Das Smartphone hat schnell einen Sprung- doch zahlt auch die Versicherung Foto: Gunnar Assmy/Fotolia

Verlorene Dinge als gestohlen melden, die Schadenssumme erhöhen – viele Versicherungsnehmer empfinde es als gerecht, dass sie von ihren eingezahlten Prämien auch mal etwas zurückbekommen.

Köln - Die Großeltern sind mit ihrer Enkelin im Freibad. Die Kleine planscht, ein super Fotomotiv. Doch beim Fotografieren fällt dem Großvater das Smartphone ins Becken. Ein teures Missgeschick: Denn bei eigenem Verschulden zahlt die Versicherung den Schaden in Höhe von 400 Euro nicht. Doch der Schwiegersohn hilft aus: Er behauptet gegenüber seiner Haftpflichtversicherung, er habe seinen Schwiegervater versehentlich gestoßen, dieser sei ausgerutscht und samt Telefon ins Wasser geplumpst. Tatsächlich: die Versicherung übernimmt den Schaden.

Es sind solche kleinen, unspektakulären und in den allermeisten Fällen auch unentdeckten Betrügereien, die der Assekuranz das Leben schwer machen. Versicherungsbetrug ist Alltag hierzulande, in Umfragen räumt etwa jeder vierte Befragte ein, schon mal seinen Versicherer übers Ohr gehauen zu haben. Die kleinen Fälle summieren sich: Laut Schätzung des Gesamtverbands der Deutschen Versicherungswirtschaft (GDV) sind es allein in der Schaden- und Unfallversicherung vier Milliarden Euro im Jahr. Und auch deren Kunden werden geschädigt, denn schließlich kommen diese letztlich in Form von höheren Prämien dafür auf.

Meistens liegt der Betrug darin, einen nicht versicherten Schaden anders darzustellen oder die Schadenssumme zu erhöhen, etwa wenn ein verlorener Gegenstand als gestohlen gemeldet wird oder bei einem tatsächlichen Diebstahl einfach einige in Wirklichkeit noch vorhandene Gegenstände zur Schadensmeldung hinzugefügt werden. Wenn man sich erwischen lässt, drohen nicht nur der Entzug des Versicherungsschutzes und zivilrechtliche Konsequenzen, sondern auch eine strafrechtliche Verfolgung wegen Betrugs.

Was aber macht ansonsten rechtschaffene Bürger in Versicherungsfragen zu Betrügern?
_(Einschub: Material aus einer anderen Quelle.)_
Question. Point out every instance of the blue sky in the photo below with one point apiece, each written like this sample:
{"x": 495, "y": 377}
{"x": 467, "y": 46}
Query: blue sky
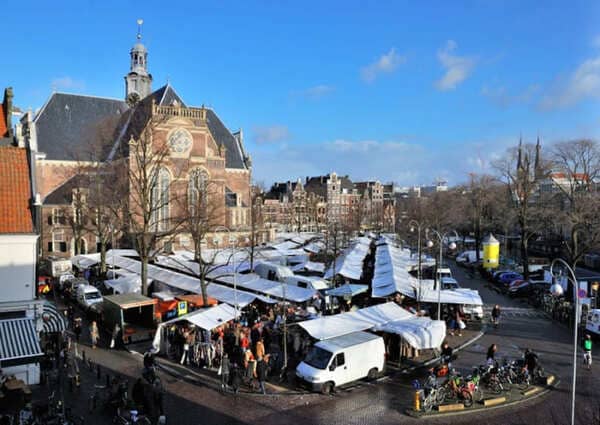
{"x": 396, "y": 91}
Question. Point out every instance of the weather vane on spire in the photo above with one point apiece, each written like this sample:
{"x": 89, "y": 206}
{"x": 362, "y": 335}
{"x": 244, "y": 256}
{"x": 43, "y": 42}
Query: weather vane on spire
{"x": 140, "y": 22}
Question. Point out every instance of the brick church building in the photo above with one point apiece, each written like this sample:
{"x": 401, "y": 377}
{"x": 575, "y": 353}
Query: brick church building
{"x": 67, "y": 123}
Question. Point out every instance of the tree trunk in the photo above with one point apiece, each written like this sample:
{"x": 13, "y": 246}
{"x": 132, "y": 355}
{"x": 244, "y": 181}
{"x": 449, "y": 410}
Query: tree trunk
{"x": 102, "y": 258}
{"x": 144, "y": 275}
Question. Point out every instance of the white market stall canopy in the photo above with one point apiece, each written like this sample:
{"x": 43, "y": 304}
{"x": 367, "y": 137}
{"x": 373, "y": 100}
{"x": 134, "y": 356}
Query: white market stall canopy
{"x": 347, "y": 290}
{"x": 350, "y": 263}
{"x": 189, "y": 283}
{"x": 125, "y": 284}
{"x": 419, "y": 332}
{"x": 271, "y": 288}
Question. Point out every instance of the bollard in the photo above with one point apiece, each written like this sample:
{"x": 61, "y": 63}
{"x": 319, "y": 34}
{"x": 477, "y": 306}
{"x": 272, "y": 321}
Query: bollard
{"x": 417, "y": 402}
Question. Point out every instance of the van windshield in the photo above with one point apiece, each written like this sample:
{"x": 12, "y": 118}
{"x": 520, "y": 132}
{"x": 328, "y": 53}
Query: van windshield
{"x": 318, "y": 358}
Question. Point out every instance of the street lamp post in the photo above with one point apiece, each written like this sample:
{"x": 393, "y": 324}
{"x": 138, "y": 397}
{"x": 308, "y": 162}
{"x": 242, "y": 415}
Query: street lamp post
{"x": 415, "y": 224}
{"x": 557, "y": 290}
{"x": 438, "y": 278}
{"x": 232, "y": 244}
Mit dieser Frage haben sich die Kölner Wirtschaftspsychologen Vanessa Köneke, Horst Müller-Peters und Detlef Fetchenhauer beschäftigt und darüber das Buch „Versicherungsbetrug verstehen und verhindern“ verfasst. „Versicherungsbetrug kann man oft weniger logisch erklären als psychologisch“, sagt Horst Müller-Peters, Professor für Marketing und Kundenverhalten an der Fachhochschule Köln und Leiter der Forschungsstelle Versicherungsmarkt. Eine wichtige Rolle spielt die Moral. Denn rational wäre ein Versicherungsbetrug eigentlich erst, wenn es um eine größere Summe geht – doch oft sind es kaum mehr als 100 Euro.
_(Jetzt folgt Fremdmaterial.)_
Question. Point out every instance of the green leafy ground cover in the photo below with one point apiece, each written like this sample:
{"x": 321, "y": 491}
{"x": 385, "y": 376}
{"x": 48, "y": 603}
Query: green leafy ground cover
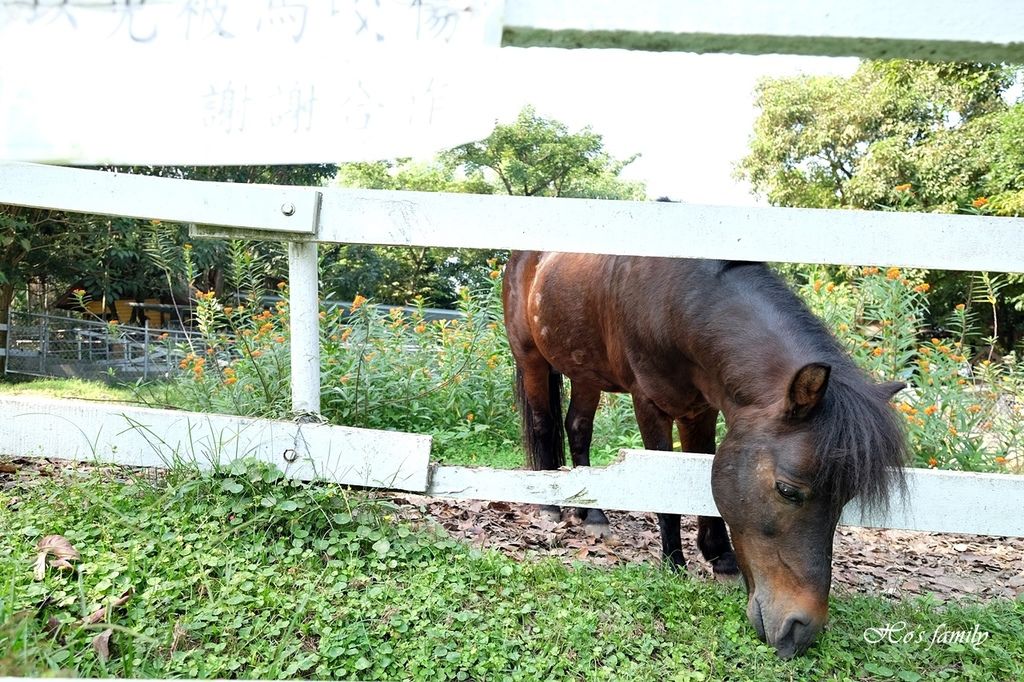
{"x": 243, "y": 574}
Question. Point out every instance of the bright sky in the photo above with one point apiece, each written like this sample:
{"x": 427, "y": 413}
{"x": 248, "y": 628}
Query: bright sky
{"x": 689, "y": 116}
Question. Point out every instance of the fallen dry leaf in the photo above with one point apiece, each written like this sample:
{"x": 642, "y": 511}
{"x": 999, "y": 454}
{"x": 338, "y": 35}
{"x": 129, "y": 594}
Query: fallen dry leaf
{"x": 100, "y": 613}
{"x": 58, "y": 547}
{"x": 178, "y": 636}
{"x": 101, "y": 643}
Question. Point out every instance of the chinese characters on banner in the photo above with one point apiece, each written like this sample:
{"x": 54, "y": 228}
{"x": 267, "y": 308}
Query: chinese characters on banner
{"x": 245, "y": 82}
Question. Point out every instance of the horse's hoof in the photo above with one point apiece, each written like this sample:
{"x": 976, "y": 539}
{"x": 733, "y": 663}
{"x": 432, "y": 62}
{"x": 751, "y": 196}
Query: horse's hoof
{"x": 600, "y": 530}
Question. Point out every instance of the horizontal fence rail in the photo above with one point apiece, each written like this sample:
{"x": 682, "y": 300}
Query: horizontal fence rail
{"x": 642, "y": 228}
{"x": 948, "y": 30}
{"x": 282, "y": 208}
{"x": 670, "y": 482}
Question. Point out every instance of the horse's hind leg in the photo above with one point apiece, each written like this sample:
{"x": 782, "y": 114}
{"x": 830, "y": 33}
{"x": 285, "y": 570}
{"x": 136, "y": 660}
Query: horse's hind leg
{"x": 655, "y": 429}
{"x": 580, "y": 428}
{"x": 539, "y": 397}
{"x": 697, "y": 435}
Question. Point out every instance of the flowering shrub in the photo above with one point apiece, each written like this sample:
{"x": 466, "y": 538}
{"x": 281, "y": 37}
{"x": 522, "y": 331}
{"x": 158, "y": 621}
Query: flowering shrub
{"x": 387, "y": 370}
{"x": 960, "y": 415}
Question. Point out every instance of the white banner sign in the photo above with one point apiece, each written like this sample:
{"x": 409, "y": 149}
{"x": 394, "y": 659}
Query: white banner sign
{"x": 243, "y": 81}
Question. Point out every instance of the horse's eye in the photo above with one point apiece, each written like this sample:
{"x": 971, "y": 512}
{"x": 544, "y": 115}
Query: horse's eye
{"x": 788, "y": 493}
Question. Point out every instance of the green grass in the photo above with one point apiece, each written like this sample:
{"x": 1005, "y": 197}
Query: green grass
{"x": 243, "y": 574}
{"x": 65, "y": 388}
Derart kleine Beträge lassen sich moralisch vor sich selbst eher rechtfertigen. „Viele Versicherungskunden fühlen sich trotz Falschangaben nicht als Betrüger“, sagt Vanessa Köneke, Erstautorin des Buches. Denn öffentlich bekannt werden vor allem die spektakulären Fälle professionellen Versicherungsbetrugs: die 64-jährige Wirtin, die ihren Gasthof in die Luft jagte und sich dadurch die Versicherungssumme von 800 000 Euro erschleichen wollte. Oder auch der Fall eines 50-jährigen Schleswig-Holsteiners, der sich absichtlich mit einer Kreissäge Daumen und Zeigefinger abschnitt, um seine Unfallversicherung zu prellen. „Anhand dieser Beispiele denken viele, dass dies doch die wahren Betrüger sind und nicht man selbst – nur weil sie zum Beispiel die Schadenssumme erhöhen, um einen Selbstbehalt auszugleichen“, so Köneke.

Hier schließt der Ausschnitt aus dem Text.